On Surgical Fine-tuning for Language Encoders
This work addresses the efficiency and performance of fine-tuning for NLP practitioners, offering an incremental improvement by localizing task-specific information to reduce computational cost.
The paper tackles the problem of fine-tuning pre-trained language encoders by showing that selectively fine-tuning only a subset of layers, identified using a Fisher information matrix-based metric, achieves performance close to or better than full fine-tuning on GLUE and SuperGLUE tasks, with empirical validation across different encoders.

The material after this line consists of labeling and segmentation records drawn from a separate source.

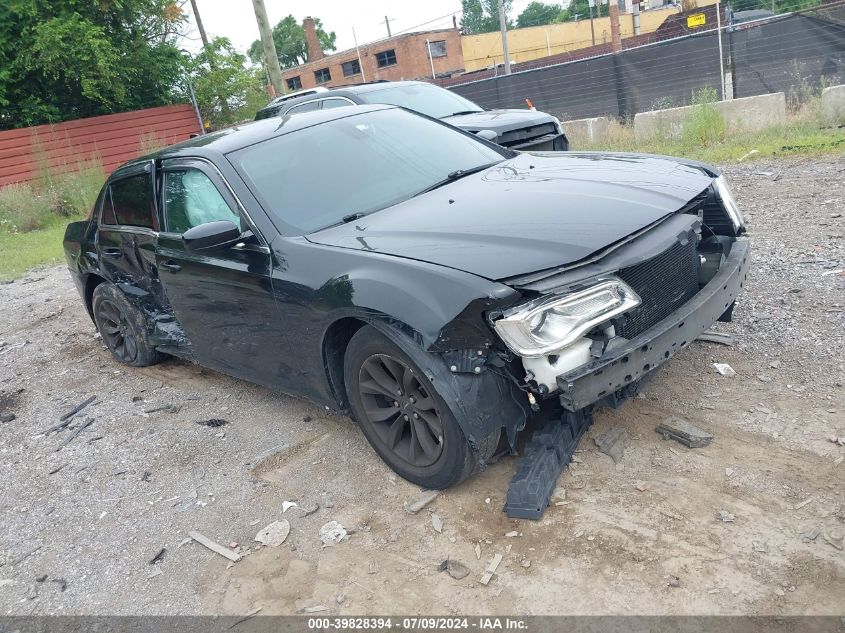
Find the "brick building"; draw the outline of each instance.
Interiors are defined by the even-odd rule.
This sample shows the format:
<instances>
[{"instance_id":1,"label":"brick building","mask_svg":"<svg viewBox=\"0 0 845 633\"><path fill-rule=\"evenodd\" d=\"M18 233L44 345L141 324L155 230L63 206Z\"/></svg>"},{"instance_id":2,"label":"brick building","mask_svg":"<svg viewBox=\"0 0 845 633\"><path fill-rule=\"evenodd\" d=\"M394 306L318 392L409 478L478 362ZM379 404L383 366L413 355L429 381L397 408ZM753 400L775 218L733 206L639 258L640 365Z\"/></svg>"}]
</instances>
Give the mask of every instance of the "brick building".
<instances>
[{"instance_id":1,"label":"brick building","mask_svg":"<svg viewBox=\"0 0 845 633\"><path fill-rule=\"evenodd\" d=\"M438 77L448 77L464 70L461 33L458 29L394 35L357 49L325 55L320 50L314 20L305 18L302 27L308 42L308 61L282 72L288 91L377 79L395 81L431 78L432 64Z\"/></svg>"}]
</instances>

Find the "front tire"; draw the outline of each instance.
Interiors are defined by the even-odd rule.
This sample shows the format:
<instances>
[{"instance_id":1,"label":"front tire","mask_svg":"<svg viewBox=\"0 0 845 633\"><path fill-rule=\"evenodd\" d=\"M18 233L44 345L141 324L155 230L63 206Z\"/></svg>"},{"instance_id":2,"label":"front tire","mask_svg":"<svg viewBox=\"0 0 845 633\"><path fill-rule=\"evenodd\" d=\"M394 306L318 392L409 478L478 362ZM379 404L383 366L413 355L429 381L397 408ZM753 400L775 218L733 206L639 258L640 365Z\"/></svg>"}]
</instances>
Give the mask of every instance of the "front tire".
<instances>
[{"instance_id":1,"label":"front tire","mask_svg":"<svg viewBox=\"0 0 845 633\"><path fill-rule=\"evenodd\" d=\"M94 323L116 360L134 367L161 361L162 355L149 343L143 313L126 299L114 284L104 282L91 299Z\"/></svg>"},{"instance_id":2,"label":"front tire","mask_svg":"<svg viewBox=\"0 0 845 633\"><path fill-rule=\"evenodd\" d=\"M477 460L443 396L375 328L364 326L350 340L344 383L361 431L397 474L429 489L448 488L472 474ZM499 433L494 435L480 447L482 459L495 450Z\"/></svg>"}]
</instances>

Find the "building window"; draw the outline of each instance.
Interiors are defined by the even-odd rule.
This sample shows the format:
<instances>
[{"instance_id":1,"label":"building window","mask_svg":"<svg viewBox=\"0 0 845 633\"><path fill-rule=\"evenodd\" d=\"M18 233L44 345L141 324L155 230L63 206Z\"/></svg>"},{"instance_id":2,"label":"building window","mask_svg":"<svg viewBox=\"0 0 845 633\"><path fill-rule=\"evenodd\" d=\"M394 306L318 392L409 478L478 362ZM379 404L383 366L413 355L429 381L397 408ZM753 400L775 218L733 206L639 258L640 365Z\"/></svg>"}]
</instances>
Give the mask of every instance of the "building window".
<instances>
[{"instance_id":1,"label":"building window","mask_svg":"<svg viewBox=\"0 0 845 633\"><path fill-rule=\"evenodd\" d=\"M378 64L379 68L384 68L385 66L395 66L396 51L390 49L389 51L376 53L376 63Z\"/></svg>"},{"instance_id":2,"label":"building window","mask_svg":"<svg viewBox=\"0 0 845 633\"><path fill-rule=\"evenodd\" d=\"M361 74L361 64L358 63L357 59L353 59L351 62L343 62L341 66L343 67L344 77Z\"/></svg>"},{"instance_id":3,"label":"building window","mask_svg":"<svg viewBox=\"0 0 845 633\"><path fill-rule=\"evenodd\" d=\"M446 40L437 40L428 43L428 50L432 57L446 57Z\"/></svg>"},{"instance_id":4,"label":"building window","mask_svg":"<svg viewBox=\"0 0 845 633\"><path fill-rule=\"evenodd\" d=\"M322 68L320 70L315 70L314 71L314 80L318 84L324 84L327 81L332 80L332 74L329 72L328 68Z\"/></svg>"}]
</instances>

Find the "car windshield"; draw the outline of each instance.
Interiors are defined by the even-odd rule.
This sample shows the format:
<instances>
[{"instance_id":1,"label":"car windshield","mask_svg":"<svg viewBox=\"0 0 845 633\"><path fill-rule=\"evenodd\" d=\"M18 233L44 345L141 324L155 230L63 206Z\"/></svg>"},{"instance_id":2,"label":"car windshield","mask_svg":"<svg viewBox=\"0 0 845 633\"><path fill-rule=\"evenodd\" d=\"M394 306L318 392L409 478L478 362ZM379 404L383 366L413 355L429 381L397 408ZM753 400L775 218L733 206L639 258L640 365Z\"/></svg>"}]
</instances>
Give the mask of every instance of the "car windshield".
<instances>
[{"instance_id":1,"label":"car windshield","mask_svg":"<svg viewBox=\"0 0 845 633\"><path fill-rule=\"evenodd\" d=\"M305 113L296 120L322 116ZM507 155L447 125L391 108L318 123L229 158L274 221L290 229L283 232L306 234L407 200Z\"/></svg>"},{"instance_id":2,"label":"car windshield","mask_svg":"<svg viewBox=\"0 0 845 633\"><path fill-rule=\"evenodd\" d=\"M393 85L380 90L361 92L358 97L365 103L398 105L435 119L459 113L483 112L472 101L431 84Z\"/></svg>"}]
</instances>

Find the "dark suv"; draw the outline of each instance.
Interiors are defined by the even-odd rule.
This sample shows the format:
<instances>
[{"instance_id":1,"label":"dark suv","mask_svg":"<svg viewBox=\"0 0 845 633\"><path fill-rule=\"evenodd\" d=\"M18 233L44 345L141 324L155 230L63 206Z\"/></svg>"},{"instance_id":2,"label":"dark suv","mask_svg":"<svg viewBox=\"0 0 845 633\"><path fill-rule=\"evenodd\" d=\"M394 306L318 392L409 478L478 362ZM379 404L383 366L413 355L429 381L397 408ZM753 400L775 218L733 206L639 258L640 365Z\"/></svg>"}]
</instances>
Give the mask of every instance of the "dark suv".
<instances>
[{"instance_id":1,"label":"dark suv","mask_svg":"<svg viewBox=\"0 0 845 633\"><path fill-rule=\"evenodd\" d=\"M563 125L551 114L536 110L485 110L459 94L424 81L376 81L303 90L295 96L277 97L259 110L255 119L377 103L415 110L473 134L484 132L482 136L487 140L510 149L535 152L569 149Z\"/></svg>"}]
</instances>

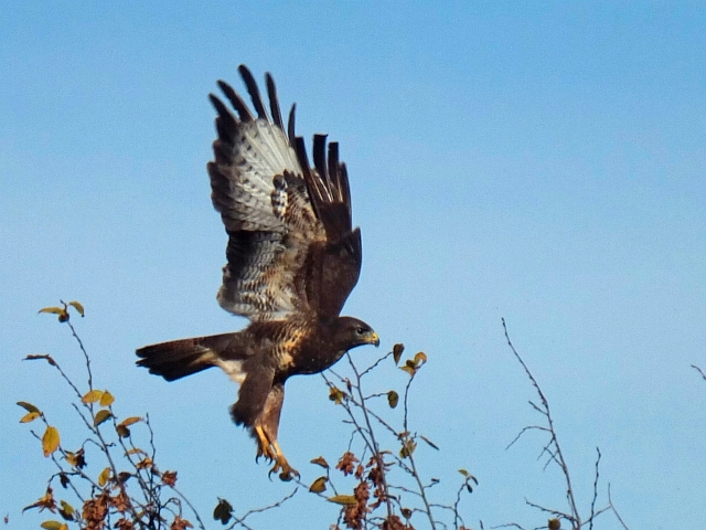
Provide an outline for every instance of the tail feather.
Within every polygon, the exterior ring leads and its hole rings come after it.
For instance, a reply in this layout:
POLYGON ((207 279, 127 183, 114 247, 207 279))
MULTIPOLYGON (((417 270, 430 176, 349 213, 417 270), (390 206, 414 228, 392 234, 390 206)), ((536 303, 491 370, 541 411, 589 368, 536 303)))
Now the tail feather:
POLYGON ((221 349, 233 333, 172 340, 137 350, 139 367, 161 375, 167 381, 185 378, 218 365, 221 349))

Fine-tuning all the layers of a pre-trained neural language encoder (either using all the parameters or using parameter-efficient methods) is often the de-facto way of adapting it to a new task. We show evidence that for different downstream language tasks, fine-tuning only a subset of layers is sufficient to obtain performance that is close to and often better than fine-tuning all the layers in the language encoder. We propose an efficient metric based on the diagonal of the Fisher information matrix (FIM score), to select the candidate layers for selective fine-tuning. We show, empirically on GLUE and SuperGLUE tasks and across distinct language encoders, that this metric can effectively select layers leading to a strong downstream performance. Our work highlights that task-specific information corresponding to a given downstream task is often localized within a few layers, and tuning only those is sufficient for strong performance. Additionally, we demonstrate the robustness of the FIM score to rank layers in a manner that remains constant during the optimization process.